В 1947 году папа поставил "Иоланту". После постановок предыдущих лет, выполнения суровых императивов военного времени появилось нечто совершенно новое в папиной работе, новые, чрезвычайно нежные интонации. Внутренняя одухотворенность лирики Чайковского, изящная, светлая легенда из французского средневековья: чуть мелодраматичная — однако обретавшая настоящую силу в прославлении любви, света. Идеалы рыцарского мужества, чести, отваги в искусстве, литературе всегда были близки папе. В работу над этой светлой вещью с ее могучим утверждением жизни и любви идеальными, чрезвычайно возвышенными средствами он вложил какое-то особенно трепетное, бережное чувство. Каждый звук в оркестре был драгоценен, в каждой фразе говорила душа.
"Иоланта" пошла в сочетании с другим замечательным произведением русской классики. Папа никогда и не подумал бы о балете, если б это не была любимая им стихия инструментальной музыки Н. Римского-Корсакова, с ее бесконечной ширью, выразительной силой, тончайшими, абсолютно зримыми переливами красок. В "Шехерезаде" музыкальным решениям дирижера полностью, счастливо соответствовала работа приглашенных папой из Москвы великолепного хореографа В. Бурмейстера и замечательного художника Иванова (оформившего обе постановки этого вечера). Работа балетмейстера, оформление сцены, костюмы были великолепны. Вместе оба спектакля составили замечательный ансамбль.
По поводу папиного пребывания и выступлений в Большом театре я с удовольствием привела бы статью-воспоминание Н. Д. Шпиллер (написанную этой замечательной женщиной два десятилетия спустя после смерти папы) , ибо она была в числе самых активных участников этих встреч, ведущей исполнительницей "Иоланты", им много довелось работать вместе.
Наталья Дмитриевна Шпиллер вспоминает, что папа был в числе блестящей плеяды молодых дирижеров, воспитанников Александра Гаука, наряду с Е. Мравинским, А. Мелик-Пашаевым и другими. . .
С Н. Шпиллер папа в Большом тщательно проходил партию Иоланты; старый спектакль Большого "Риголетто" пересматривать было неинтересно, а вот "Иоланта" была незадолго перед тем поставлена папой в Ереване, и его целью в Большом было донести до публики, до музыкальной общественности эту свежую ее трактовку.
Говоря об этих первых репетициях с оркестром, Н. Шпиллер пишет: ". . . Михаил Арсеньевич был приглашен в Большой театр продирижировать "Иолантой". Так мне довелось встретиться с прославленным дирижером.

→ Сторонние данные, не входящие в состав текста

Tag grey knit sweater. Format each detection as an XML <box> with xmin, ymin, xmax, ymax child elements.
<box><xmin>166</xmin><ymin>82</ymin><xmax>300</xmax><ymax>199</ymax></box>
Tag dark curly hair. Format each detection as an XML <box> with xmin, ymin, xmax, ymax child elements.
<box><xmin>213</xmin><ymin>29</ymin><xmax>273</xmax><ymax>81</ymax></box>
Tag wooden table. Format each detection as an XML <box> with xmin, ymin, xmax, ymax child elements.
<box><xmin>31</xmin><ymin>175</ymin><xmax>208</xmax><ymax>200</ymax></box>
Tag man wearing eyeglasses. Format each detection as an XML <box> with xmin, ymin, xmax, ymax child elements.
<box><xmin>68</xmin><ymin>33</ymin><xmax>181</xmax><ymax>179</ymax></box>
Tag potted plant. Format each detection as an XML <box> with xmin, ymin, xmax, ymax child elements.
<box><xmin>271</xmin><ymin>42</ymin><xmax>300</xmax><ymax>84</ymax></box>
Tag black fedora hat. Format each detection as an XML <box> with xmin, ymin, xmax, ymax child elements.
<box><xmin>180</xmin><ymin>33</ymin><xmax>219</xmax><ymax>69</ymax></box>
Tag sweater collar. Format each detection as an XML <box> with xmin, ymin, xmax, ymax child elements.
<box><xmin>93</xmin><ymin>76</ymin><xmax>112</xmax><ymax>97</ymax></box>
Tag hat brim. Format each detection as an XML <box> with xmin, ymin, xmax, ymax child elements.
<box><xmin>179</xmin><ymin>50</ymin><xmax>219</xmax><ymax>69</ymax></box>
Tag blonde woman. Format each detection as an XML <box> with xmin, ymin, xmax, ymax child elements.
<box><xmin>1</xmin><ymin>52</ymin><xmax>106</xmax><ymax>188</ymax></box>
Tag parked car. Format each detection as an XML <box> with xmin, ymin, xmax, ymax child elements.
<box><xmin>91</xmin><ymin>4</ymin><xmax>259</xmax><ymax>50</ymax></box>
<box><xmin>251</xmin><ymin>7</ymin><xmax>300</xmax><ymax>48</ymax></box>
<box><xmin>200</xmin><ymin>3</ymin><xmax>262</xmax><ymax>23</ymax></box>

Высокий, тонкий, с угловато элегантной походкой, он с первого взгляда производил впечатление чрезвычайно нервного человека. Иссиня-черные волосы, яркие, очень выразительные глаза, сильно развитый подбородок: его нельзя было назвать красивым, но весь его облик производил впечатление удивительно утонченное. Изысканная вежливость в обращении с окружающими, ослепительная улыбка, манера излагать свои мысли были очень обаятельны. Репетиции он проводил живо, увлеченно, умел вовремя пошутить, поднять настроение".

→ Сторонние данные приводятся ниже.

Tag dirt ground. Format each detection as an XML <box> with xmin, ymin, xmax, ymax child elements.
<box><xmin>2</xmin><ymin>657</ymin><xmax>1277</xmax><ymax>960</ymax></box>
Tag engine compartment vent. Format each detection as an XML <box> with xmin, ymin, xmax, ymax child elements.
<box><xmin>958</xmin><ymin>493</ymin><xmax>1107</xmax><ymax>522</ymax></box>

"Уже достаточно познакомившись с дирижером на спевках, можно было быть уверенной в том, что взаимопонимание будет полным. Но вдруг за пультом этот художник предстал совсем другим. То был музыкант трепетных эмоций. Начиная со вступления и первой сцены все наполнялось каким-то внутренним биением. И это удивительное состояние он проносил через весь спектакль, причем психологическая окраска подобных ощущений сохраняла свое разнообразие, ни одна нота не звучала равнодушно, холодно. . . "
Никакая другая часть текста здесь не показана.